By Karen Davis, EA, MBA, PhD
The “Setting Every Community Up for Retirement Enhancement Act of 2020” (SECURE Act) made two significant retirement plan changes starting in 2020 – increasing the age for required minimum distributions from 70½ to 72, and creating a 10-year distribution rule for most beneficiaries.
A second major piece of retirement legislation, dubbed SECURE 2.0, was passed on a broadly bipartisan basis and signed into law on December 29, 2022.

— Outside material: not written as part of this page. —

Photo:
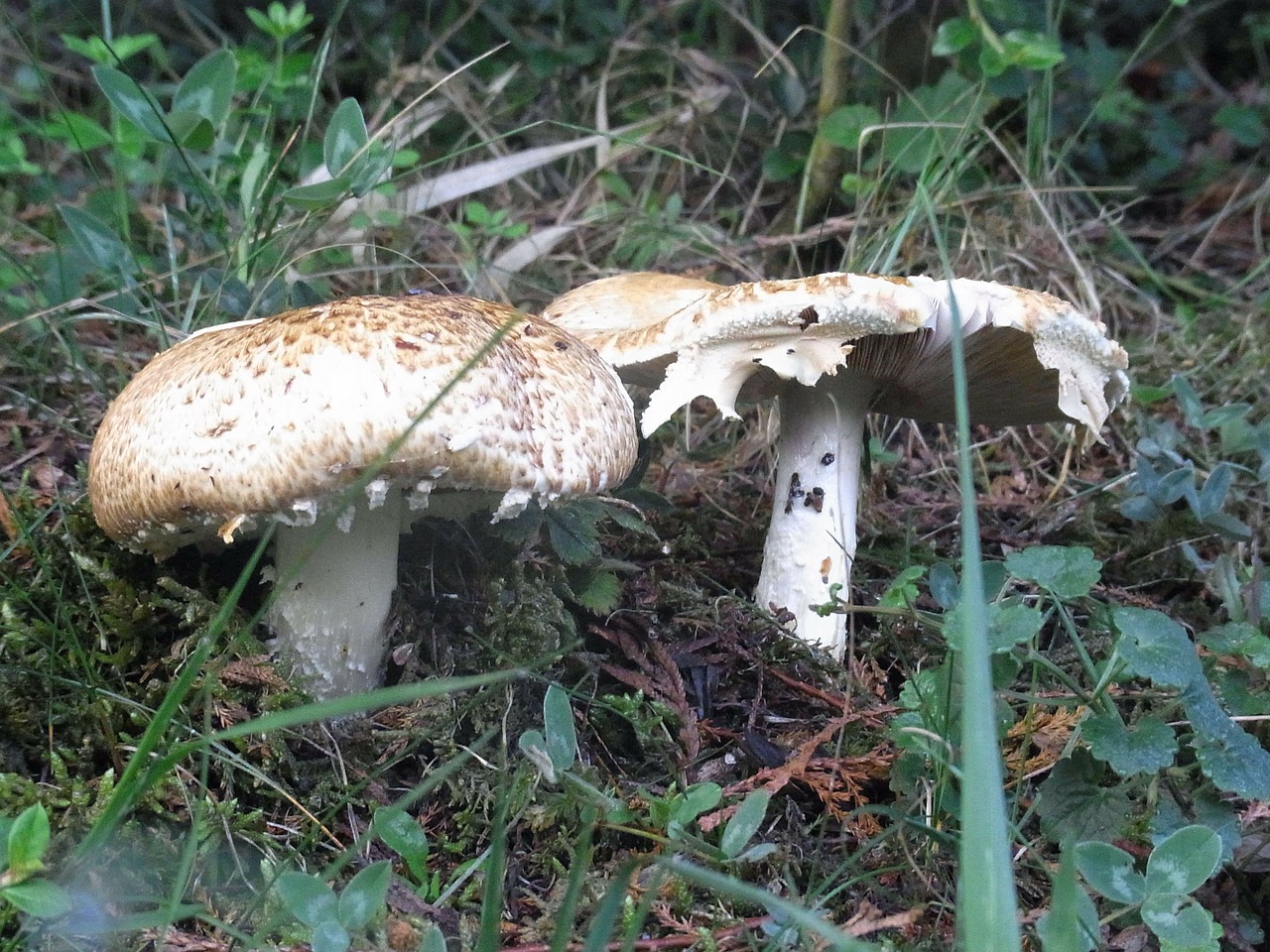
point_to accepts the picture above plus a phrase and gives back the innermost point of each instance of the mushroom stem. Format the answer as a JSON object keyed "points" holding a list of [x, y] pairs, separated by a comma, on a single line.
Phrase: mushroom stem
{"points": [[333, 597], [812, 539]]}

SECURE 2.0 provides individual and business incentives to promote retirement savings at all stages of a worker’s life cycle, including:
- rolling over unused §529 educational savings plan balances into Roth IRAs
- expanding retirement plan eligibility to include more part-time workers
- increasing incentives for employers to establish and contribute to employee retirement plans
- automatic enrollment in employer-sponsored plans
- permitting employer matching contributions to be made with respect to employees’ student loan repayments
- increasing options for Roth components within employer-sponsored plans
- allowing greater flexibility for emergency distributions, along with an expanded timetable allowing recontribution of these distributions
- lowering the age for penalty-free withdrawals for certain qualified public safety employees
- increasing amounts for catch-up contributions in one’s early 60’s
- further delaying the age at which a person must begin taking RMDs – to 73 starting in 2023, then to age 75 a decade later
- increasing amounts within IRAs that can be allocated to qualified longevity annuity contracts.
In all, there were 92 new provisions.